Apathy “won the day” in Tower Hamlets mayoral election

PUBLISHED: 17:42 22 October 2010 | UPDATED: 17:43 22 October 2010

Candidates in Tower Hamlets mayoral election gather for adjudication of votes

Candidates in Tower Hamlets mayoral election gather for adjudication of votes

Carmen Valino

MAYORAL RIVALS were all united in their sense of disappointment that few people bothered to turn out in Tower Hamlets first mayoral election which cost the tax payer £180,000.

Conservative candidate Neil King, an Oxford-educated barrister, who was in third place with 5,348 votes congratulated Lutfur Rahman on his victory, though he made a pointed remark about the ‘stunning’ turnout of 25 per and he said his party would continue to act in opposition to the new mayor and the Labour group on the council.

He said: “This process has cost the hard-pressed taxpayers of Tower Hamlets £4.11 a vote of which 1,700 of them are spoiled.

“I hope the People’s Mayor bears in mind that in this borough of [George] Lansbury, [Keir] Hardie and [Clement] Attlee the Conservative party have made them themselves the largest opposition party now.

“I hope he respects the over 5000 people who trooped out from their estates, both new and shiny and old and dilapidated, to put faith in a party that will continue to deliver the opposition on the council.”

He stormed from the stage following his brief speech after the mayoral election result in the early hours of this morning and left York Hall quickly accompanied by a group of Tory supporters.

Green candidate train crew manager Alan Duffell told the Advertiser he had been encouraged by the result for his party which would think about fielding candidates in any forthcoming by-election.

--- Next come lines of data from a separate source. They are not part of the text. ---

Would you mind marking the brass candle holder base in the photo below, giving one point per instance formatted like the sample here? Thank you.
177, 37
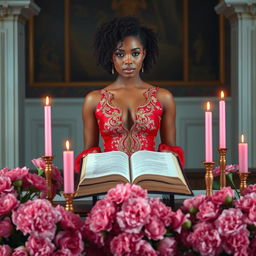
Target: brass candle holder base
48, 176
208, 177
243, 181
223, 152
69, 201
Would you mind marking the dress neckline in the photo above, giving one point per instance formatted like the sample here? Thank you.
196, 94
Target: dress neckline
147, 97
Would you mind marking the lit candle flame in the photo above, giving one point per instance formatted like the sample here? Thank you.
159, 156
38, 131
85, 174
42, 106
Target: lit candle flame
242, 138
208, 106
67, 144
222, 95
47, 101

“I’m really pleased with the share that we have got.” He took fifth place with 2,300 votes.

But he added: “The turnout in this election was appallingly low.

“What was demoralising was that we were going to homes and having to spend more time explaining what the process was.”

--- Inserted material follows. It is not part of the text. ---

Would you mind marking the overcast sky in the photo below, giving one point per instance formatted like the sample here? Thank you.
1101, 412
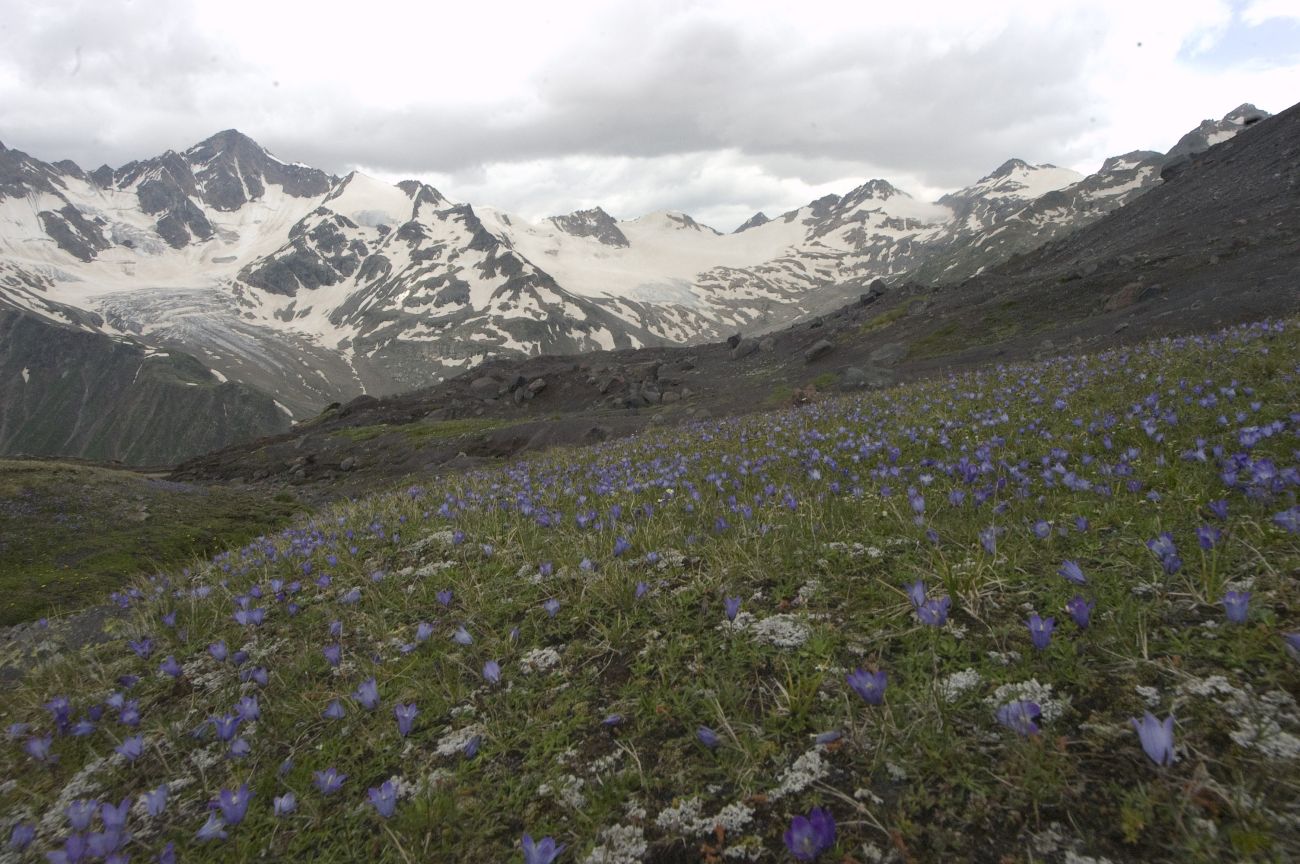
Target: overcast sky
714, 108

Liberal Democrat candidate and former Tower Hamlets councillor John Griffiths who polled 2,800 said: “This is one of the most important elections in Tower Hamlet’s history. I voted for the mayoral system to break the mould.

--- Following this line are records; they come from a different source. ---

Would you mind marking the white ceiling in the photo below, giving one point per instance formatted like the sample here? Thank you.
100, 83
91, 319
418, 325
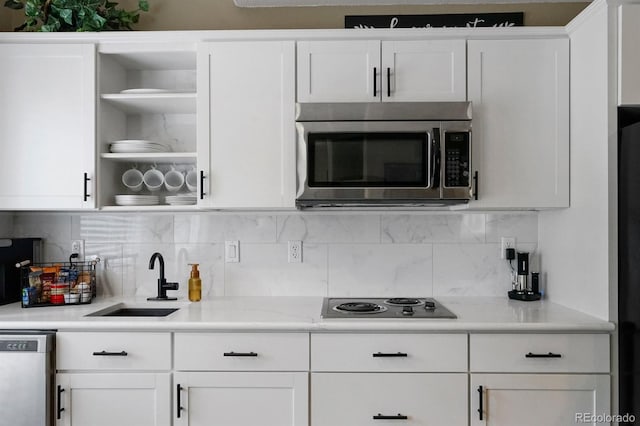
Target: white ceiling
276, 3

But with this low turnout I think apathy has won the day.”

Labour’s Helal Abbas who polled less than half the votes that his former colleague Lutfur Rahman won said he was disappointed with the result.

He had looked worried as he studied the votes as they were counted, eventually polling 11,254 to Lutfur Rahman’s 23,283 votes.

Councillor Abbas who finished his term as council leader yesterday commented: “This is a sad night for those of us who want to build a better future and a united Tower Hamlets.”

He added: “And as the party with the largest number of councillors at Tower Hamlets Town Hall, Labour accepts our responsibility to work hard to hold the new Mayor to account and to stand up for ALL the communities of Tower Hamlets, not just one.

”We will not let the people of Tower Hamlets down.”